Organizaciones sindicales, movimientos sociales y trabajadores de distintos sectores se movilizaron este jueves a Plaza de Mayo para manifestar su rechazo a la reforma laboral impulsada por el gobierno de Javier Milei. La protesta se desarrolló de manera masiva y con consignas centradas en la defensa de los derechos laborales y el empleo.

Desde los gremios convocantes advirtieron que la iniciativa oficial “precariza el trabajo, debilita la negociación colectiva y recorta derechos históricos”, al tiempo que reclamaron la apertura de instancias de diálogo con el Ejecutivo. La movilización incluyó columnas provenientes del conurbano bonaerense y de distintas provincias, además de actos y discursos frente a la Casa Rosada.

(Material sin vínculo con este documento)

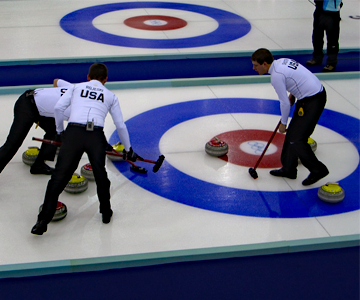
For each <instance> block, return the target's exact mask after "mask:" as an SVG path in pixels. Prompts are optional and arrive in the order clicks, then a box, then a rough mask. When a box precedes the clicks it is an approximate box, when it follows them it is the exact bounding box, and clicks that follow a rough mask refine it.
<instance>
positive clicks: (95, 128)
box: [68, 122, 104, 130]
mask: <svg viewBox="0 0 360 300" xmlns="http://www.w3.org/2000/svg"><path fill="white" fill-rule="evenodd" d="M68 125H70V126H76V127H82V128H86V125H85V124H80V123H73V122H70V123H68ZM95 129H96V130H103V129H104V127H101V126H94V130H95Z"/></svg>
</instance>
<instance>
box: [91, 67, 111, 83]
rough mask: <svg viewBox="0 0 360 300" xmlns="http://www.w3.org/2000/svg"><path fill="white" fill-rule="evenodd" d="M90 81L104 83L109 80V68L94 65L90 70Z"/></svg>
mask: <svg viewBox="0 0 360 300" xmlns="http://www.w3.org/2000/svg"><path fill="white" fill-rule="evenodd" d="M89 77H90V79H97V80H99V81H103V80H104V79H106V78H107V67H106V66H105V65H104V64H101V63H94V64H92V65H91V66H90V68H89Z"/></svg>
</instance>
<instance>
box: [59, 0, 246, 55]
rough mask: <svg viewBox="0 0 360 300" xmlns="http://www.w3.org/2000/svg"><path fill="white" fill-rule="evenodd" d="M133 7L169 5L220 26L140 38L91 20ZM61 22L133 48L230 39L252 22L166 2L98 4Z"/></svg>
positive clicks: (212, 9)
mask: <svg viewBox="0 0 360 300" xmlns="http://www.w3.org/2000/svg"><path fill="white" fill-rule="evenodd" d="M134 8H166V9H178V10H185V11H191V12H196V13H200V14H203V15H206V16H208V17H210V18H213V19H214V20H216V21H217V22H218V23H219V27H218V28H217V29H216V30H214V31H213V32H210V33H208V34H204V35H200V36H197V37H190V38H182V39H159V40H155V39H139V38H129V37H124V36H119V35H114V34H110V33H106V32H104V31H101V30H99V29H97V28H96V27H95V26H94V25H93V24H92V21H93V20H94V18H96V17H98V16H99V15H101V14H104V13H108V12H112V11H116V10H124V9H134ZM60 26H61V28H62V29H63V30H65V31H66V32H67V33H69V34H71V35H74V36H76V37H79V38H82V39H85V40H88V41H93V42H97V43H102V44H107V45H113V46H123V47H133V48H166V49H170V48H189V47H203V46H209V45H215V44H220V43H225V42H229V41H232V40H235V39H238V38H240V37H242V36H244V35H246V34H247V33H248V32H249V31H250V29H251V25H250V23H249V22H248V21H247V20H245V19H244V18H242V17H240V16H238V15H236V14H233V13H230V12H227V11H224V10H220V9H216V8H211V7H206V6H200V5H193V4H184V3H167V2H124V3H112V4H104V5H97V6H92V7H87V8H83V9H80V10H76V11H74V12H71V13H69V14H67V15H66V16H64V17H63V18H62V19H61V20H60Z"/></svg>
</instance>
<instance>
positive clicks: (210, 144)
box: [205, 136, 229, 157]
mask: <svg viewBox="0 0 360 300" xmlns="http://www.w3.org/2000/svg"><path fill="white" fill-rule="evenodd" d="M228 151H229V146H228V144H226V143H225V142H224V141H221V140H220V139H219V138H217V137H216V136H215V137H213V138H212V139H211V140H210V141H208V142H207V143H206V144H205V152H206V153H207V154H209V155H211V156H216V157H219V156H224V155H226V153H228Z"/></svg>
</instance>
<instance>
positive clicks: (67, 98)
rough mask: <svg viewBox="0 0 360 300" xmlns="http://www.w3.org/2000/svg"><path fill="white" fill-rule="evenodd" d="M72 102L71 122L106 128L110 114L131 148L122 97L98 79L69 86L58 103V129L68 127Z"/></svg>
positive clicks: (56, 119)
mask: <svg viewBox="0 0 360 300" xmlns="http://www.w3.org/2000/svg"><path fill="white" fill-rule="evenodd" d="M70 105H71V112H70V117H69V123H77V124H83V125H86V123H87V122H94V126H99V127H104V123H105V118H106V115H107V114H108V112H109V113H110V115H111V117H112V119H113V121H114V124H115V126H116V130H117V132H118V135H119V137H120V139H121V142H122V143H123V145H124V147H125V150H126V151H129V150H130V147H131V145H130V138H129V133H128V131H127V127H126V125H125V122H124V119H123V116H122V112H121V109H120V105H119V100H118V98H117V97H116V95H115V94H114V93H113V92H111V91H109V90H108V89H107V88H106V87H104V85H103V84H102V83H101V82H100V81H98V80H91V81H88V82H82V83H79V84H75V85H73V86H71V87H70V88H68V90H67V91H66V93H65V94H64V95H63V96H62V97H61V98H60V100H59V101H58V102H57V104H56V106H55V121H56V131H57V132H58V133H60V132H62V131H63V130H64V119H65V116H64V112H65V111H66V109H67V108H68V107H69V106H70Z"/></svg>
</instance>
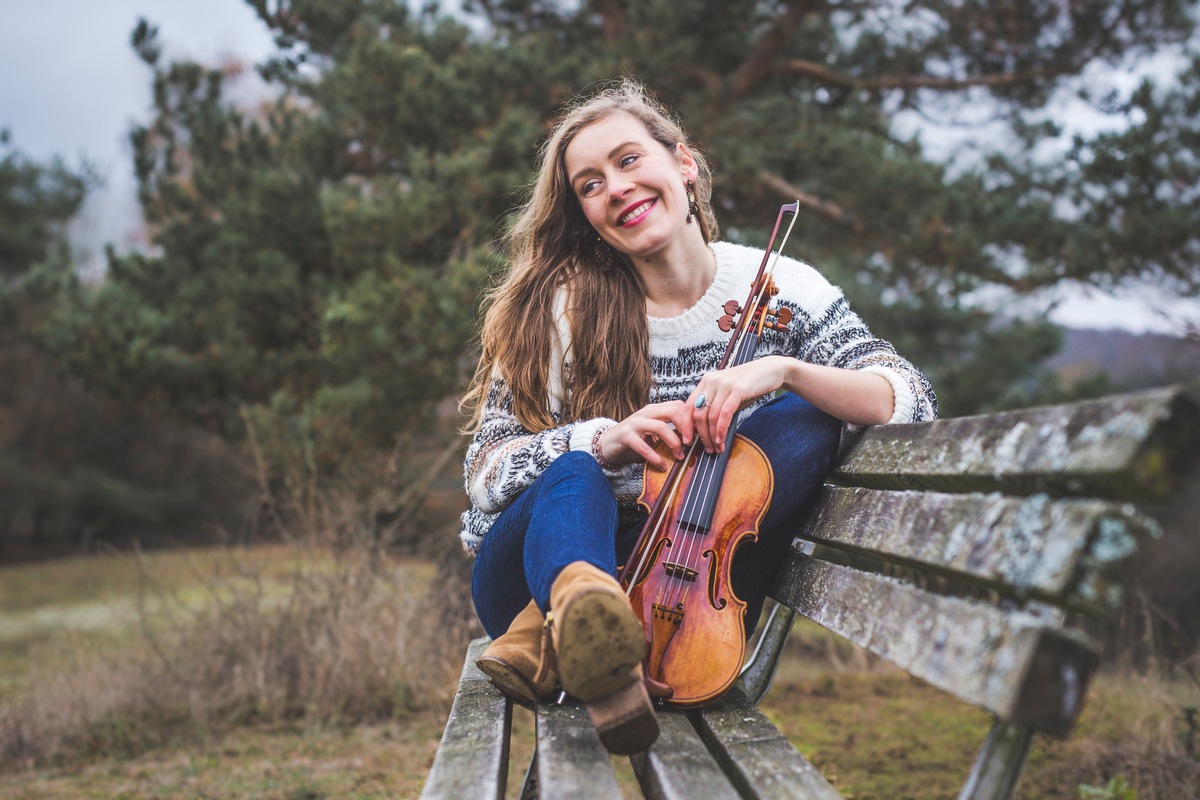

Por su parte, el Gobierno sostiene que la reforma busca “modernizar” el mercado laboral, promover la creación de empleo y reducir la informalidad. Funcionarios reiteraron que los cambios son necesarios para atraer inversiones y dinamizar la economía, aunque reconocieron que el debate continuará en el ámbito legislativo.

Especialistas indican que el proyecto se trata de una lisa y llana eliminación de derechos laborales y de la seguridad social consagrados en distintas normas legales – vinculados al derecho de huelga, jornada limitada, descansos, retribución justa, igual remuneración por igual tarea, protección de la integridad psicofísica, entre muchos otros – los cuales operativizan el mandato constitucional de protección de la persona trabajadora (Art. 14 bis CN).

La introducción del concepto de “salario dinámico” destruye el sentido igualador y justo de la remuneración, fomentando la meritocracia y la competencia entre trabajadores/as, el derecho a obtener un ingreso digno, afectando la propiedad de las personas que trabajan.  

En el proyecto, se da preponderancia a la negociación individual entre empleador y trabajador/a, lo cual exacerba la posibilidad que el patrón imponga su voluntad ilimitada.

Finalmente, la jornada se desarrolló con un importante operativo de seguridad y sin incidentes de gravedad. En ese marco, las centrales sindicales adelantaron que podrían profundizar las medidas de fuerza si el proyecto avanza sin modificaciones sustanciales.